20 May 2023 00:00:00 | Update: 19 May 2023 23:07:08
Contractionary Fiscal Policy

A contractionary policy is a monetary measure to reduce government spending or the rate of monetary expansion by a central bank. It is a macroeconomic tool used to combat rising inflation.

The main contractionary policies employed by the United States government include raising interest rates, increasing bank reserve requirements, and selling government securities.

Contractionary policies aim to hinder potential distortions to the capital markets. Distortions include high inflation from an expanding money supply, unreasonable asset prices, or crowding-out effects, where a spike in interest rates leads to a reduction in private investment spending such that it dampens the initial increase of total investment spending.

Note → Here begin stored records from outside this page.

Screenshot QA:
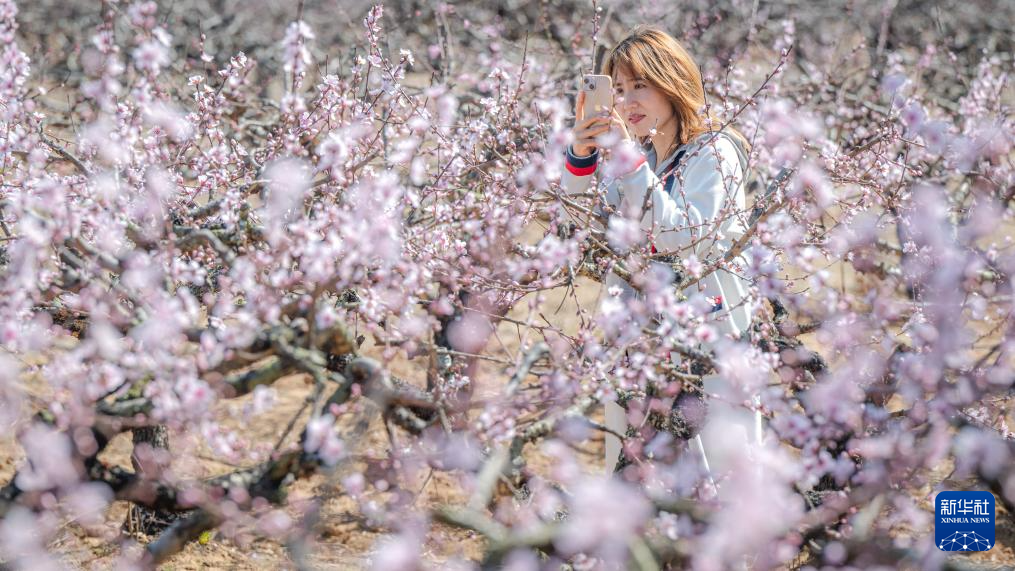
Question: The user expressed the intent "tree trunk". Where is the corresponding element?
[123,424,186,538]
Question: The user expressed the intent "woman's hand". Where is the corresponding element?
[571,91,631,156]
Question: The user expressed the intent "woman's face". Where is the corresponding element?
[613,67,675,138]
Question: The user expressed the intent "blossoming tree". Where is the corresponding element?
[0,0,1015,570]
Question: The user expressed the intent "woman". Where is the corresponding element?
[561,27,761,482]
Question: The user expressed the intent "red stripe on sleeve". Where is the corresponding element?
[564,161,597,176]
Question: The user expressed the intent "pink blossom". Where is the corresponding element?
[554,477,652,565]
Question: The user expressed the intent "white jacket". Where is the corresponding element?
[561,133,753,349]
[561,133,762,476]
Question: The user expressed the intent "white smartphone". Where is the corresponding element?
[582,75,613,118]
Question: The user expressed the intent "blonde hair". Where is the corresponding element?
[603,25,750,160]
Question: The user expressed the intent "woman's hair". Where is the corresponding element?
[603,25,750,160]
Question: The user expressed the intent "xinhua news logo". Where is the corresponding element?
[934,492,996,551]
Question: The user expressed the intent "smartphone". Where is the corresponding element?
[582,75,613,118]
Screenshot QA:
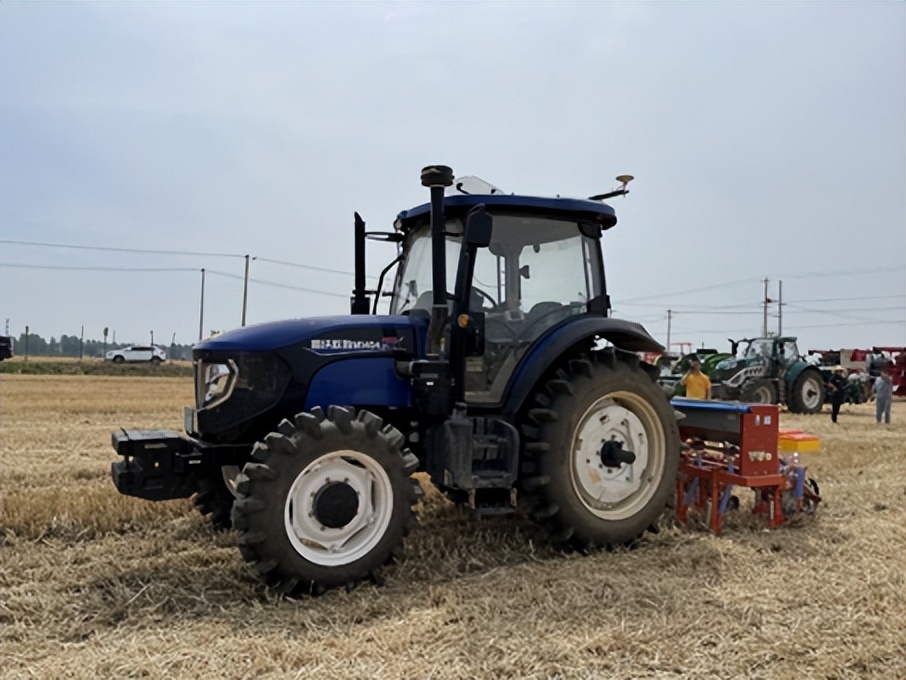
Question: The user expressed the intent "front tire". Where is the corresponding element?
[787,368,825,413]
[739,380,777,404]
[523,349,680,550]
[233,406,421,594]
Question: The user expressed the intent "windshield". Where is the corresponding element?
[390,215,603,318]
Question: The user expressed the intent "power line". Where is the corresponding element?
[257,257,354,276]
[207,269,349,298]
[778,265,906,279]
[620,279,761,304]
[0,262,198,272]
[0,239,245,258]
[783,293,906,305]
[0,239,377,279]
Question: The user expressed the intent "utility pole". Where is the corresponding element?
[198,267,204,342]
[667,309,673,354]
[242,255,258,326]
[777,281,783,335]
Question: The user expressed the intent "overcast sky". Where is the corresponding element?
[0,1,906,356]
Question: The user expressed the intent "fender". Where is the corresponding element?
[503,316,664,415]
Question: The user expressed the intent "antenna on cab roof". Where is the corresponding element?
[588,175,635,201]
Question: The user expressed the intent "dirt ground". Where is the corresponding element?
[0,375,906,678]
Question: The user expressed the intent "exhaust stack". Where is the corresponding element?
[421,165,453,356]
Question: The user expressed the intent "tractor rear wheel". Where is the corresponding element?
[233,406,421,594]
[522,349,680,550]
[739,380,777,404]
[787,368,824,413]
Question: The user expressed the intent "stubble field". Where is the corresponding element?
[0,375,906,678]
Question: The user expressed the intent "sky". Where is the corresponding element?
[0,1,906,350]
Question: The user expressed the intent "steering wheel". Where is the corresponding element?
[470,286,500,312]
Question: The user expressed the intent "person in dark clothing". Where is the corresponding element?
[828,366,846,423]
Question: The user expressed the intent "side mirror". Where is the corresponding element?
[466,209,494,248]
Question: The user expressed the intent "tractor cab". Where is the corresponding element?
[390,194,616,405]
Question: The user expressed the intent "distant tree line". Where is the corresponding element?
[9,333,192,359]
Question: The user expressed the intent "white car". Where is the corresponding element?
[104,345,167,364]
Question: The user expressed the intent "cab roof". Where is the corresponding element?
[394,194,617,231]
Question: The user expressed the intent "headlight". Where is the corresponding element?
[196,359,238,408]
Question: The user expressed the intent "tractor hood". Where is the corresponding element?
[195,314,428,353]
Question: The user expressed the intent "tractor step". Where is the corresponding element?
[427,414,519,492]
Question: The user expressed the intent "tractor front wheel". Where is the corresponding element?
[233,406,421,594]
[787,368,824,413]
[739,380,777,404]
[523,349,680,550]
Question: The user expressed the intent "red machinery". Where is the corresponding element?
[671,397,821,534]
[872,347,906,396]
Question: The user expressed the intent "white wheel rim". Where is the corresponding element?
[800,378,821,409]
[283,450,393,567]
[570,392,666,520]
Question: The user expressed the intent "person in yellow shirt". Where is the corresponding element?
[680,359,711,399]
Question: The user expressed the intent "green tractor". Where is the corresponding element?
[710,337,825,413]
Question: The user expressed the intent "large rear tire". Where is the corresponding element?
[233,406,421,594]
[522,349,680,550]
[787,368,825,413]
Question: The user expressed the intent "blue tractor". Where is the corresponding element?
[112,166,680,593]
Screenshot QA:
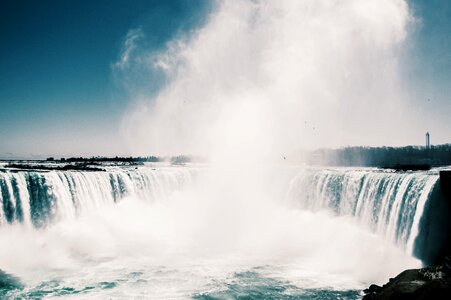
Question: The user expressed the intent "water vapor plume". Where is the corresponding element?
[119,0,412,159]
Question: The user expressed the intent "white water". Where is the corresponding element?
[0,166,430,299]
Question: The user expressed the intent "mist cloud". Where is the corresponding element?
[119,0,414,158]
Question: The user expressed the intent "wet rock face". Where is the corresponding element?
[363,265,451,300]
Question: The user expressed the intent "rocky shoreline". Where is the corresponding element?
[363,261,451,300]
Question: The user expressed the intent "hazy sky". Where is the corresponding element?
[0,0,451,158]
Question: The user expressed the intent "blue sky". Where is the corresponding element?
[0,0,451,158]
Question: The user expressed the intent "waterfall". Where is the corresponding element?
[288,168,439,254]
[0,167,439,262]
[0,167,192,227]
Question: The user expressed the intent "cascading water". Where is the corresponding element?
[0,165,438,299]
[288,169,438,254]
[0,167,192,227]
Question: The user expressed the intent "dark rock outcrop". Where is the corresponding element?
[363,264,451,300]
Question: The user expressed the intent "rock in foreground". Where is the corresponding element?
[363,265,451,300]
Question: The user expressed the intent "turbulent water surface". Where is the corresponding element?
[0,165,438,299]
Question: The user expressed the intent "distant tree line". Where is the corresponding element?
[307,144,451,167]
[46,156,161,164]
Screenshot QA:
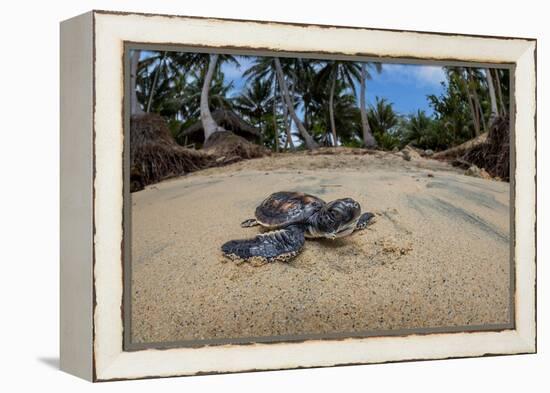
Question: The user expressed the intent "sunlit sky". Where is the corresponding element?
[141,51,445,115]
[222,57,445,115]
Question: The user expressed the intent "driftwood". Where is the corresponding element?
[440,116,510,181]
[130,113,217,192]
[130,113,269,192]
[203,131,270,164]
[462,116,510,181]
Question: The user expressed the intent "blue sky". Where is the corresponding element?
[222,57,445,115]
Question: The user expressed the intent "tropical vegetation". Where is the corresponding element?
[130,51,510,151]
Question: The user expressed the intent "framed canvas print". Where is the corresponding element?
[60,11,536,381]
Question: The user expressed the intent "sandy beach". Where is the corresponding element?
[131,152,511,343]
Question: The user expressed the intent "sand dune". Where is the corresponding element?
[131,153,511,343]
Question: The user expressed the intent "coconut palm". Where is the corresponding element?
[200,54,239,142]
[318,60,361,146]
[367,97,398,135]
[359,63,382,148]
[485,68,500,122]
[244,57,317,150]
[130,50,143,115]
[234,79,278,145]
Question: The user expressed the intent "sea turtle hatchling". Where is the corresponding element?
[222,191,374,264]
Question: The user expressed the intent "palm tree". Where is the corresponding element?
[485,68,500,121]
[130,50,143,115]
[367,97,399,135]
[244,57,318,150]
[359,63,382,148]
[319,60,361,146]
[234,79,278,142]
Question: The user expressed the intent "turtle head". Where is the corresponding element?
[312,198,361,238]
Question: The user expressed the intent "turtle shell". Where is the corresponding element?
[256,191,325,228]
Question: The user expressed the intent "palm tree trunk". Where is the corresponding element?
[274,57,318,150]
[459,72,479,136]
[468,70,487,136]
[130,50,143,115]
[201,55,226,142]
[145,52,166,113]
[328,75,338,146]
[485,68,499,121]
[359,63,376,148]
[273,84,279,153]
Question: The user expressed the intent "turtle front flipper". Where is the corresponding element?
[241,218,260,228]
[354,212,374,232]
[222,225,305,264]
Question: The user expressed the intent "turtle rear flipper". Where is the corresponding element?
[355,212,374,231]
[241,218,260,228]
[222,225,305,264]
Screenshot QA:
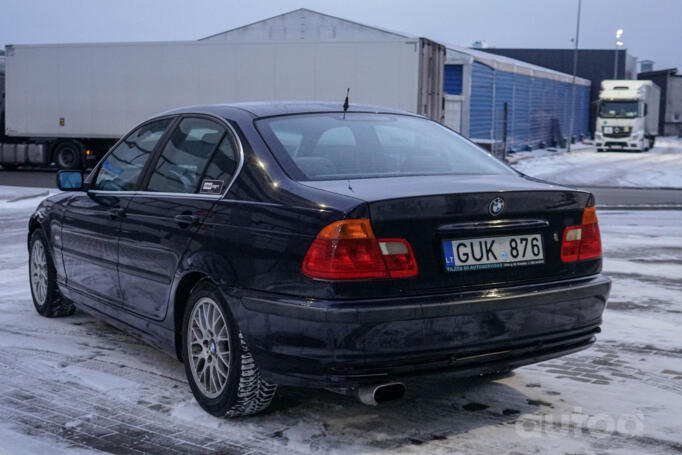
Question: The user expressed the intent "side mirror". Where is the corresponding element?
[57,171,83,191]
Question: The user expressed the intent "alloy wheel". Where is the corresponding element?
[187,297,231,398]
[29,241,48,305]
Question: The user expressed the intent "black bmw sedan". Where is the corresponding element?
[28,103,610,417]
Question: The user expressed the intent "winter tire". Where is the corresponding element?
[182,280,277,417]
[28,229,76,318]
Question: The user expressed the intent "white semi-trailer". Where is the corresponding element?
[595,80,661,152]
[0,38,445,168]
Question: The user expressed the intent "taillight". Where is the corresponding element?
[302,218,418,280]
[561,207,601,262]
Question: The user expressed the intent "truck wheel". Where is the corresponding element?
[53,141,82,169]
[182,281,277,417]
[28,229,76,318]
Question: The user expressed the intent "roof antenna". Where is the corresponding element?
[343,87,350,120]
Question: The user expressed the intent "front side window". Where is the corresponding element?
[93,118,172,191]
[147,118,226,193]
[599,101,639,118]
[256,113,514,180]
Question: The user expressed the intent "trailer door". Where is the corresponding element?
[417,38,445,122]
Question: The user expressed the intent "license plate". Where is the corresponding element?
[443,234,545,272]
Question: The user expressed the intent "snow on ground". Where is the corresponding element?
[0,187,682,454]
[510,137,682,188]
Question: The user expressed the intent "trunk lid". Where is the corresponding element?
[305,175,600,295]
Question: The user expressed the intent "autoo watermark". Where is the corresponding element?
[515,407,644,439]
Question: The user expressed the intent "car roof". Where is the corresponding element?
[164,101,416,118]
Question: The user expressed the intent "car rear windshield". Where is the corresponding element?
[256,113,514,180]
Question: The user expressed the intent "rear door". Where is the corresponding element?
[61,118,173,304]
[119,116,238,320]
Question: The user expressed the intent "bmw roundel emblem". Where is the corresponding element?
[488,197,504,216]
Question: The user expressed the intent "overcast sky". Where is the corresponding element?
[0,0,682,69]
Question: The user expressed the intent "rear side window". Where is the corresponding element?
[147,118,229,193]
[256,113,514,180]
[93,118,172,191]
[202,134,238,186]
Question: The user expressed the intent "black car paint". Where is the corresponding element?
[30,103,610,386]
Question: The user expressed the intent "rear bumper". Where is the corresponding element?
[232,275,611,387]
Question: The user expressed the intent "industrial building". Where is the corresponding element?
[203,9,590,150]
[637,68,682,136]
[481,47,637,133]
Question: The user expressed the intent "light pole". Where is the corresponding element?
[613,28,623,79]
[566,0,582,152]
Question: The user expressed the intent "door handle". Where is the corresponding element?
[175,214,199,227]
[109,207,125,220]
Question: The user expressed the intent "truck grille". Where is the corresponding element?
[602,126,630,137]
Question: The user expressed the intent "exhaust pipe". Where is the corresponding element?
[328,381,405,406]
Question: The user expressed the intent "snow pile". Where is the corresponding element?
[512,137,682,188]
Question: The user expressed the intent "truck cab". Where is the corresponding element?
[595,80,660,152]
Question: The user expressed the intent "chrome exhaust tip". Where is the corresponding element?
[356,382,405,406]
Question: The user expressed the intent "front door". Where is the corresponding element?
[119,116,237,320]
[61,118,171,304]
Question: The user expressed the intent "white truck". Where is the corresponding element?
[0,38,445,168]
[595,80,661,152]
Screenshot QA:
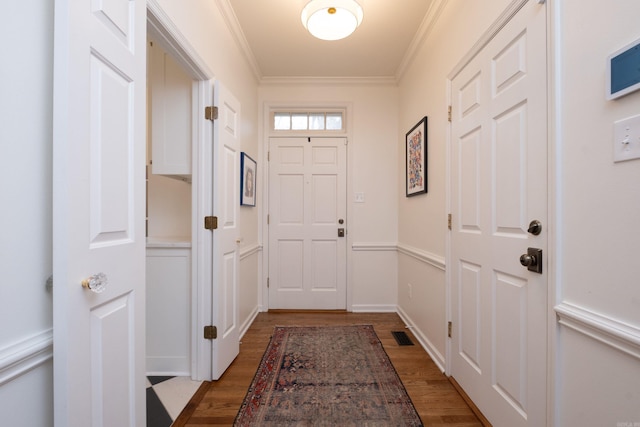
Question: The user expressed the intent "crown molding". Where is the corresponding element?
[260,76,398,86]
[396,0,449,82]
[215,0,262,81]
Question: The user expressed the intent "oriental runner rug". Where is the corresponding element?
[234,325,422,426]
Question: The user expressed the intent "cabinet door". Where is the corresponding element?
[146,248,191,376]
[148,41,193,176]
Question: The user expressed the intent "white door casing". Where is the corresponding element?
[449,2,547,426]
[53,0,146,427]
[269,137,347,310]
[212,82,240,380]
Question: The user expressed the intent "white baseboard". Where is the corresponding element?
[351,304,397,313]
[239,306,260,340]
[0,329,53,385]
[397,307,445,372]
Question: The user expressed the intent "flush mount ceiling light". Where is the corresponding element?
[301,0,363,40]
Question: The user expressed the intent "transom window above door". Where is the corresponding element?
[271,110,345,133]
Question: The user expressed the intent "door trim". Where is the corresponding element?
[258,101,354,312]
[147,0,214,381]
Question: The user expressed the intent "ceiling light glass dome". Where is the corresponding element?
[301,0,364,40]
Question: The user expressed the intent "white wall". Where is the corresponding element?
[550,0,640,426]
[0,0,53,426]
[260,82,398,311]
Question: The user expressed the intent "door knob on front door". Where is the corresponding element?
[520,248,542,274]
[82,273,109,294]
[527,219,542,236]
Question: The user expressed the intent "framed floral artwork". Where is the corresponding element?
[240,153,256,206]
[406,116,427,197]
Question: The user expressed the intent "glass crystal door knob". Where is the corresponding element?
[82,273,108,294]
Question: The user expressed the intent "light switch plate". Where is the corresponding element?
[613,115,640,162]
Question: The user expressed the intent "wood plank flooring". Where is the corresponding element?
[173,312,482,427]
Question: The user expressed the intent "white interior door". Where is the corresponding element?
[53,0,147,427]
[269,138,347,310]
[212,82,240,380]
[450,1,547,427]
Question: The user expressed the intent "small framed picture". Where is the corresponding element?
[406,116,427,197]
[240,152,257,206]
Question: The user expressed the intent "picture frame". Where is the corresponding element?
[240,152,257,206]
[405,116,428,197]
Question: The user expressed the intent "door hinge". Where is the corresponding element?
[204,326,218,340]
[204,216,218,230]
[204,106,218,121]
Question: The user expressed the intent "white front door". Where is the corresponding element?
[449,1,548,427]
[269,138,347,310]
[212,82,240,380]
[53,0,147,427]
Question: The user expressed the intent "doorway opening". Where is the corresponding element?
[146,2,213,381]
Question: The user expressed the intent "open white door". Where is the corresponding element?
[211,82,240,380]
[447,1,548,427]
[53,0,146,427]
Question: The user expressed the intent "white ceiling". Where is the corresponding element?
[227,0,432,78]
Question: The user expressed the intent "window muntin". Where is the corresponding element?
[271,111,345,132]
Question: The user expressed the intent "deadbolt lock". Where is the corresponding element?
[520,248,542,274]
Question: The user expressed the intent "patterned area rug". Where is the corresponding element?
[234,325,422,426]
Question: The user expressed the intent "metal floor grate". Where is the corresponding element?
[391,331,413,345]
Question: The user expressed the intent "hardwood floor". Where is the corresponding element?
[173,312,482,427]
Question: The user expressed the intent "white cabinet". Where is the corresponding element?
[148,41,193,179]
[146,239,191,376]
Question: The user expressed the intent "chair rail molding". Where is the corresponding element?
[0,329,53,386]
[398,243,447,271]
[554,301,640,359]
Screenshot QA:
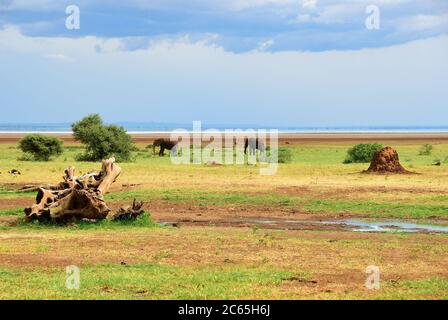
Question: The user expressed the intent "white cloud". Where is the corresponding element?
[302,0,317,9]
[45,53,74,62]
[0,24,448,125]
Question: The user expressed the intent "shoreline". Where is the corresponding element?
[0,131,448,143]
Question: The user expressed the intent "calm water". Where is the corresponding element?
[0,122,448,133]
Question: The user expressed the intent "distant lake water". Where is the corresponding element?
[0,122,448,134]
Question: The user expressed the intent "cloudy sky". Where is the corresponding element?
[0,0,448,126]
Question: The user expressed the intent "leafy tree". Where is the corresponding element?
[344,142,383,163]
[418,143,434,156]
[72,114,135,161]
[19,134,63,161]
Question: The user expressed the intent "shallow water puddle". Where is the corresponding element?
[161,218,448,233]
[322,220,448,233]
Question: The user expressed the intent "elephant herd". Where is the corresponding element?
[152,138,266,157]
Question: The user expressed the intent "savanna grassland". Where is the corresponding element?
[0,139,448,299]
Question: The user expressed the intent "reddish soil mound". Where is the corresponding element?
[366,147,410,173]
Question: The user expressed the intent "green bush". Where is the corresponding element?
[418,143,434,156]
[72,114,136,161]
[19,134,63,161]
[344,142,383,163]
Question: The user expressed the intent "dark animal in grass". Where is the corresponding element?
[244,138,266,155]
[152,139,177,157]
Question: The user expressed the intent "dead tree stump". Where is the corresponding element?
[25,158,143,222]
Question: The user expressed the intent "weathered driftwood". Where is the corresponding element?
[108,199,145,221]
[25,158,143,221]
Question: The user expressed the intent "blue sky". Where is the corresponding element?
[0,0,448,126]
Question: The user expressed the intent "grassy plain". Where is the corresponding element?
[0,140,448,299]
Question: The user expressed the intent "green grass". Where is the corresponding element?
[0,209,161,231]
[377,277,448,300]
[0,264,291,299]
[106,189,297,207]
[0,208,24,216]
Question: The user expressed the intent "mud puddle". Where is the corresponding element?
[160,218,448,233]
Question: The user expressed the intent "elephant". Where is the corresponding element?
[152,139,177,157]
[244,138,266,155]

While the initial effect of the contractionary policy is to reduce nominal gross domestic product (GDP), which is defined as the gross domestic product (GDP) evaluated at current market prices, it often ultimately results in sustainable economic growth and smoother business cycles.

Contractionary policy notably occurred in the early 1980s when the then-Federal Reserve chair Paul Volcker finally ended the soaring inflation of the 1970s. At their peak in 1981, target federal fund interest rates neared 20 per cent. Measured inflation levels declined from nearly 14 per cent in 1980 to 3.2 per cent in 1983.

Increasing taxes reduces the money supply and decreases the purchasing power of consumers. It may also slow down unsustainable production or lower the value of assets.

Reducing government spending in areas such as subsidies, welfare programs, contracts for public works, or the number of government employees.

The COVID-19 pandemic affected businesses’ ability to produce and consumers’ ability to consume. Many governments resorted to large fiscal stimuli which boosted consumption leading to supply chain bottlenecks and price tensions.

The government support throughout the crisis supported a strong economic rebound, with both GDP and employment recovering at a remarkable pace through 2021.